Like a fish in the water…
Why is it these aquatic metaphors come to mind while listening to Lama Rinchen unfold the quintessence of the teachings and instructions Gendun Rinpoche gave from his arrival in Europe until his death in 1997? She shared with us for four days, under the magnificent gaze of the Institute’s Buddha.
Her words flow—tranquil, fluid, in perfect French set off by a slight English accent just for the pleasure of our ears. The forty or so people present listen, soak up, and duly appreciate the value of the gift being given to them; everything is there, from the profound meaning of the Dharma to concrete instructions for facing different types of suffering, from the precision of Mahamudra to the quasi-palpable apprehension of this leitmotif of bodhicitta: “all beings,” from Rinpoche’s life before the Dordogne to the history of ten generations of three-year retreat…
All the classic themes, as it were, crossed, recrossed, embroidered, and embroidered again…
Far from a list or a summary, these are the connections between all the aspects of the Dharma and of practice that Lama Gendun, through Lama Rinchen, bring to the surface. Everything appears simple and clear, can apply to anyone and at the same time, is meant for each person individually. Gendun Rinpoche questions me: Have I let myself be “impregnated” by the Dharma? Am I a “stone” or a “sponge?”

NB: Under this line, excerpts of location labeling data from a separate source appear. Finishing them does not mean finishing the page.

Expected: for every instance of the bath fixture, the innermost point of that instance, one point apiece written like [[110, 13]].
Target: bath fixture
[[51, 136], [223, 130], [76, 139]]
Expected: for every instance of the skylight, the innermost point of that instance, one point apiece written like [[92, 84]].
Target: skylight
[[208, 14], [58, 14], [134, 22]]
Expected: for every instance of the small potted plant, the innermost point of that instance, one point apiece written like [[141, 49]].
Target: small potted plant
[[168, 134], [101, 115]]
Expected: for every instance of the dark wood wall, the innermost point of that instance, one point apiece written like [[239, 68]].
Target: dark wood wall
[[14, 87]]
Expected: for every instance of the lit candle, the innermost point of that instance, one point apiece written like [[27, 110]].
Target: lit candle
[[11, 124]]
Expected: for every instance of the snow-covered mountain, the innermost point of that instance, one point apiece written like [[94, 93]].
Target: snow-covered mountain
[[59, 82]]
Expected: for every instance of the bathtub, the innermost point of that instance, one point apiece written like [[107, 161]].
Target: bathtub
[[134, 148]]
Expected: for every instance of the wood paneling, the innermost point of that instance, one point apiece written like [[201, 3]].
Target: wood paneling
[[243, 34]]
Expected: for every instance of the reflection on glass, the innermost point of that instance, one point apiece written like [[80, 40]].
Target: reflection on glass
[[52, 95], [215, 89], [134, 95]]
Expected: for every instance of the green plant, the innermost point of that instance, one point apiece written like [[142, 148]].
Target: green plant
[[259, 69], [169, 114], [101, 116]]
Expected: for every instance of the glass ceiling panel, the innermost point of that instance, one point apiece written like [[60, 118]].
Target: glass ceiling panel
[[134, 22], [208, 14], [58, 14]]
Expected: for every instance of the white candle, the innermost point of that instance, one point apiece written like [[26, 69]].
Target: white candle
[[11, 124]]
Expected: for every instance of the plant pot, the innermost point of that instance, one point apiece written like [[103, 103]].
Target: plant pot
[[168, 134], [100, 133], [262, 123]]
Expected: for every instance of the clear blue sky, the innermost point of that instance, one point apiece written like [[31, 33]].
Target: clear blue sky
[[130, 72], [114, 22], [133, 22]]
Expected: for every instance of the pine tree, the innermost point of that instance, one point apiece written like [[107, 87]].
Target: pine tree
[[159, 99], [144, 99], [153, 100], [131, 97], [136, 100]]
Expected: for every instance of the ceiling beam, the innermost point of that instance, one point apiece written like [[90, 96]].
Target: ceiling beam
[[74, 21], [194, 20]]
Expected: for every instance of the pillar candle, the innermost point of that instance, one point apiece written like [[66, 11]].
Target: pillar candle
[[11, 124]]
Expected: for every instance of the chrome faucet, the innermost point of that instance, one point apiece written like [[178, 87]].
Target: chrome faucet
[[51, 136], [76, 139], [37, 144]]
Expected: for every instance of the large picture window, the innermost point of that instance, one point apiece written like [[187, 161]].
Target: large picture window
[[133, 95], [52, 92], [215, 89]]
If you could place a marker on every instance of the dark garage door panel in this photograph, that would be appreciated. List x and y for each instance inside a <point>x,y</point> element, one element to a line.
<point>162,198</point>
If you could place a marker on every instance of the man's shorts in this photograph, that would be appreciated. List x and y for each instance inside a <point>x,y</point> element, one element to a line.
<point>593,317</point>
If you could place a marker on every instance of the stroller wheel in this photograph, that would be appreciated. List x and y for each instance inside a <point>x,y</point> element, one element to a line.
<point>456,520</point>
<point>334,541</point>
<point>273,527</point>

The care with which Rinpoche provided this precious spiritual nutrition, continuously adapting to Westerners, whom he hardly knew before his arrival, touches me profoundly: it is the care of a loving mother, of an attentive father. What other reponse to such love can one give but an unconditional commitment to the path?
I didn’t know Gendun Rinpoche, and yet I had the impression of hearing him throughout these four days. For the second time in this life (the first was during Trinley Rinpoche’s homage to Shamarpa last July), I understand from the heart the words “lineage,” “transmision,” “master-disciple relationship.” I realize in what way these are unshakeable points of reference.
Lama Rinchen’s teaching is indubitably one of the most beautiful gifts—and without doubt the most precious—that the year of Dhagpo’s 40th anniversary has offered me.
To nourish your reflections on Gendun Rinpoche’s teachings, here’s a quote from the Mahamudra1:
“When we find ourselves in a situation where it is impossible to help some one; let us make the sincere wish to have this capacity in the future. We can thus transform every situation we come across in life into a means of progressing on the path to enlightenment.
We may find ourselves in situations where we don’t have the ability to offer others aid. Some one, for example, may refuse the help we have proposed and we feel powerless. If this happens, we should not turn away from the person, but rather accept the fact that, for the moment, it is impossible to help him directly. But this does not hinder us from making wishes for him, and when the day comes that the situation evolves, we will see the result of our wishes; we will be able to concretely come to his aid.
This attitude is entirely in accord with the Buddha’s teaching. Do not carry out harmful acts, but always seek that which is positive. This is the conduct we need to uphold, whatever the situation: to act in relation to what is possible in the moment—either directly or through the means of wishing prayers.”